Clinicopathologic parameters of the patients.

Characteristics  CSNK2A2 Expression (%)
  High (n=17)  Low (n=3)  Total 
Age (years)       
≤50  4  1  5 
>50  13  2  15 
Male  12  2  14 
Female  5  1  6 
Tumor size (cm)       
≤5  6  3  9 
>5  11  0  11 
Tumor stage       
Ⅰ/Ⅱ  11  0  11 
Ⅲ  6  3  9 
Differentiation       
Well  15  0  15 
poor  2  3  5 
3.2Induced apoptosis as well as repressed HCC cell migration and endothelial tube formation after CSNK2A2 knockdown

Based on the above results regarding the upregulation of CSNK2A2 and its correlation with poor prognosis, it was speculated that this gene could be involved in HCC progression. To investigate this feature, levels of the CSNK2A2 protein in HepG2, Bel-7402, Huh7, Bel-7404 and MHCC97H cell strains as well as non-malignant cells (LO2) were first measured. In this case, the protein levels in HCC cell lines were higher than for non-malignant ones (Fig. 2A), with qPCR also confirming these results (Fig. 2B). Furthermore, the biological functions of CSNK2A2 in HCC were also determined by knocking down the gene in Huh7 and MHCC97H cell lines which could highly express CSNK2A2. This was achieved by infecting the cells with lentiviruses expressing shCSNK2A2, and as shown in Fig. 2C, mRNA levels were successfully reduced in both cell lines. In terms of the gene functions, it was previously reported the use of TGF-β1 to inhibit CK2 activity could promote HCC cell apoptosis [23], thereby indicating that silencing CSNK2A2 could cause HCC cell apoptosis. These effects were, therefore, investigated based on Hoechst 33258 staining, with the results confirming the presence of a greater number of typical morphologically-distinct apoptotic bodies in both Huh7-shCSNK2A2 and MHCC97H-shCSNK2A2 cell lines compared with the control (Fig. 2D–2G). In addition, many studies not only suggest that tumor metastasis is either considered as the terminal step of tumor progression or the initial stage of further metastasis but also report that the knockdown of CSNK2A1 and CSNK2B could inhibit the metastasis of many tumor cells. In this context, the results showed that the degree of cell migration for Huh7 and MHCC97H indeed decreased after gene silencing compared with the control group (Fig. 2H–K). Finally, it is also recognized that angiogenesis is critical for tumor cells metastasis and proliferation and in order to investigate whether CSNK2A2 could regulate angiogenesis-induced HCC progression, HUVECs cells were infected with shCSNK2A2-expressing lentiviruses. In this case, it was observed that those cells harboring the silenced gene had a significantly lower number of branch points than the control (Fig. 2L and 2M). Altogether, the above results highlight the fact that silencing CSNK2A2 could repress HCC cells migration and endothelial tube formation while promoting apoptosis.

Fig. 2.

CSNK2A2 promotes HCC cell migration and endothelial tube formation.

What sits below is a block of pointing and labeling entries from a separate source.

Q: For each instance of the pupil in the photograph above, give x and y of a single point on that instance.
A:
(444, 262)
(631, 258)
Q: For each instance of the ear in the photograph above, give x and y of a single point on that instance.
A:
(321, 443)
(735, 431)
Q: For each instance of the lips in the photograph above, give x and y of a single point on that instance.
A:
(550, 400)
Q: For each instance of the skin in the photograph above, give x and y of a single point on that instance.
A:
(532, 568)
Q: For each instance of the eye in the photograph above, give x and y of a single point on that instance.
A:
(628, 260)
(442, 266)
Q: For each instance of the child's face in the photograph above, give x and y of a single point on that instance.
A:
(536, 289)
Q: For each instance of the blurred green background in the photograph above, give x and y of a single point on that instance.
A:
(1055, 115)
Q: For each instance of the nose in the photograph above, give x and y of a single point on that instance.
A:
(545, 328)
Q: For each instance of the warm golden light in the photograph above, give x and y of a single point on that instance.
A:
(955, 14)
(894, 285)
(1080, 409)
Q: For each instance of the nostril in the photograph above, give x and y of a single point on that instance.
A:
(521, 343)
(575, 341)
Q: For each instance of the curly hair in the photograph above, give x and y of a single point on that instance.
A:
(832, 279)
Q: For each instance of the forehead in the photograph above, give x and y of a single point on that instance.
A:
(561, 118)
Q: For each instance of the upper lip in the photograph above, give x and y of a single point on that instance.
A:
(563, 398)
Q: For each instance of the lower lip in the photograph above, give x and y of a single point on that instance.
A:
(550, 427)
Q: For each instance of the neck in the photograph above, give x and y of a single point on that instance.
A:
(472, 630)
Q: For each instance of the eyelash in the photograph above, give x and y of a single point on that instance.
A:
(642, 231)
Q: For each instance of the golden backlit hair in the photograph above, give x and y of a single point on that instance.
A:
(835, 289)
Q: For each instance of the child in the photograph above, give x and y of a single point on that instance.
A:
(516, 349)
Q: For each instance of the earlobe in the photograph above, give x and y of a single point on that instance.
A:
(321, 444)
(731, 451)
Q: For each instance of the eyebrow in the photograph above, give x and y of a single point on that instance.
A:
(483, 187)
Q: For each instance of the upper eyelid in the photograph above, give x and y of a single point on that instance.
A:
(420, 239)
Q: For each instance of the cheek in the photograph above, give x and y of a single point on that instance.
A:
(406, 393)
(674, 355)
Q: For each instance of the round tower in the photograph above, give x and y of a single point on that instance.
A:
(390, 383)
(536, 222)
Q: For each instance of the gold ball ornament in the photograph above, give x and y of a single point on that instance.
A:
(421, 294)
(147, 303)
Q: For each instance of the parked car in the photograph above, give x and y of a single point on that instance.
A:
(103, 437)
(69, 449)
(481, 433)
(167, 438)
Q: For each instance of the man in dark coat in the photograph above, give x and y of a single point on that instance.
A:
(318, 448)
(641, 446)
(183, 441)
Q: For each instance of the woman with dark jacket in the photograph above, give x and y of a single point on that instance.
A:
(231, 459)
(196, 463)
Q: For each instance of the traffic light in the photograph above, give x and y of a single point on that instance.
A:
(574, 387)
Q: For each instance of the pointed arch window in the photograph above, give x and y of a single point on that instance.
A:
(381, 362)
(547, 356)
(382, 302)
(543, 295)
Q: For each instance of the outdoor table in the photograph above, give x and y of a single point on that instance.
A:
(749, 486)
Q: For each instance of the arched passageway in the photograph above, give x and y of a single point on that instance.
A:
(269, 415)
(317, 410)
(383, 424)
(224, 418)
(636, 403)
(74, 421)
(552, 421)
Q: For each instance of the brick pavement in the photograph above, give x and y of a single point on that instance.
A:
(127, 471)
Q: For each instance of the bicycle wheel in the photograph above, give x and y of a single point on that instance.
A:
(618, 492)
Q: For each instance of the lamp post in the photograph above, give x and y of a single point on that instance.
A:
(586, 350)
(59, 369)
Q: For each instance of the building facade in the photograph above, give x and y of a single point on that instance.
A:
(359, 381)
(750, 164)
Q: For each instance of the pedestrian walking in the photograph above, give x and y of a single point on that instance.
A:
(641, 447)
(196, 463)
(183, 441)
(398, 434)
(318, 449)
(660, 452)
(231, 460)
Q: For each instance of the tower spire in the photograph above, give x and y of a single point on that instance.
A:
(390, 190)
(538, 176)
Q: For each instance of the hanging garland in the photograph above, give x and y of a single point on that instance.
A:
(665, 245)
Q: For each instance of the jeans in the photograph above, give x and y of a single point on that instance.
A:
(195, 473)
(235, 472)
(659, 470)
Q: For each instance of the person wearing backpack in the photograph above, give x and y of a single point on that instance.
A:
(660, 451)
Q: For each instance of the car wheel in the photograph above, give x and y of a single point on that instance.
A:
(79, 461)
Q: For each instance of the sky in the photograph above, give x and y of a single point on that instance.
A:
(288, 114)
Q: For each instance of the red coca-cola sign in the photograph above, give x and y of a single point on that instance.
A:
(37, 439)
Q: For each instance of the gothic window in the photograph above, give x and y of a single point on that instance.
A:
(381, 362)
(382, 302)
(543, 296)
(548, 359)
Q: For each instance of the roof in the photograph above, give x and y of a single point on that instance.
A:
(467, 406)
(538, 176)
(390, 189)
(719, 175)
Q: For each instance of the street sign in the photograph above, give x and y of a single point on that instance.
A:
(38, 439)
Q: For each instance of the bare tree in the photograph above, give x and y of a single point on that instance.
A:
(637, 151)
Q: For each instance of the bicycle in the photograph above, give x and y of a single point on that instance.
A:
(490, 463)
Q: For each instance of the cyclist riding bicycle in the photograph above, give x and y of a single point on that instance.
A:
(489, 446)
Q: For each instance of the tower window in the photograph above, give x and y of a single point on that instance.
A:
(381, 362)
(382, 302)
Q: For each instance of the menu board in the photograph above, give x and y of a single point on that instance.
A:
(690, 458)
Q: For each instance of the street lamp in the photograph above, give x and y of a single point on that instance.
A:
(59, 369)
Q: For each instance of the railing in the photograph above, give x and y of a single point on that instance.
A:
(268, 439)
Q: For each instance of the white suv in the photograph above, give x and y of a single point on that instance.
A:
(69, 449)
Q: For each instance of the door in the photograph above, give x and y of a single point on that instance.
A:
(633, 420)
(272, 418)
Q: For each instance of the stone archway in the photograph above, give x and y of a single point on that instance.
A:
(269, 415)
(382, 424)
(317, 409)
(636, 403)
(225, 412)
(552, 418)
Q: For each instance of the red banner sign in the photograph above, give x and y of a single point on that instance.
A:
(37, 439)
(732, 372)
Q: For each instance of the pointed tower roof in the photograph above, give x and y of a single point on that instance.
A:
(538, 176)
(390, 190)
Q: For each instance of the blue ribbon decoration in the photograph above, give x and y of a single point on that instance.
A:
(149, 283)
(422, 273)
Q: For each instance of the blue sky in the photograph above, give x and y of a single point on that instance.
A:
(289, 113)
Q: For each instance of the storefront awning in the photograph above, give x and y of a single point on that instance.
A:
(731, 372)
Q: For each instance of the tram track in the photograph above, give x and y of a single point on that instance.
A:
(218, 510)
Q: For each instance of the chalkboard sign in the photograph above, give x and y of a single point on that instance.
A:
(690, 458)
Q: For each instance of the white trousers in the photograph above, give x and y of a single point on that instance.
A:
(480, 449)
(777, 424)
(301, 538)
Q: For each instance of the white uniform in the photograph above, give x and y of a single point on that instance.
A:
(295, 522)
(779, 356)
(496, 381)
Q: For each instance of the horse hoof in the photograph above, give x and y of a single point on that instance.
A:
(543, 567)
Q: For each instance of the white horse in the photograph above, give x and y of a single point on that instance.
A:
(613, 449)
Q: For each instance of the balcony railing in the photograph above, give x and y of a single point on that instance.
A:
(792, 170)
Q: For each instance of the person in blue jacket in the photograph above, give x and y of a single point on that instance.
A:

A-B. mRNA levels of CSNK2A2 as determined by western blotting and qPCR as well as differences in protein expression between HCC cell lines (HepG2, Bel-7402, Huh7, Bel-7404 and MHCC97H) and a normal hepatocyte (**P<0.01, ***P<0.001, one-way ANOVA). C. mRNA levels of CSNK2A2 in Huh7 cells infected with shCSNK2A2 or shControl lentiviruses as determined by qPCR (***P<0.001, one-wayANOVA). D-E. Hoechst staining to test and quantify cell apoptosis in Huh7 cells which had been transformed using lentiviruses that expressed shCSNK2A2 or shControl (**P<0.01, ***P<0.001, Student's t-test). F-G. Hoechst staining to test and quantify apoptosis in MHCC97H cells which had been transformed with lentiviruses that expressed shCSNK2A2 or shControl (**P<0.01, ***P<0.001, Student's t-test). H-I. Migration results for Huh7 cells which had been transformed using lentiviruses that expressed shCSNK2A2 or shControl (***P<0.001, Student's t-test). J-K. Migration results for MHCC97H cells which had been transformed using lentiviruses that expressed shCSNK2A2 or shControl (***P<0.001, Student's t-test). L-M. Results of endothelial tube formation for HUVEC cells which had been transformed using lentiviruses that expressed shCSNK2A2 or shControl (**P<0.01, ***P<0.001, Student's t-test).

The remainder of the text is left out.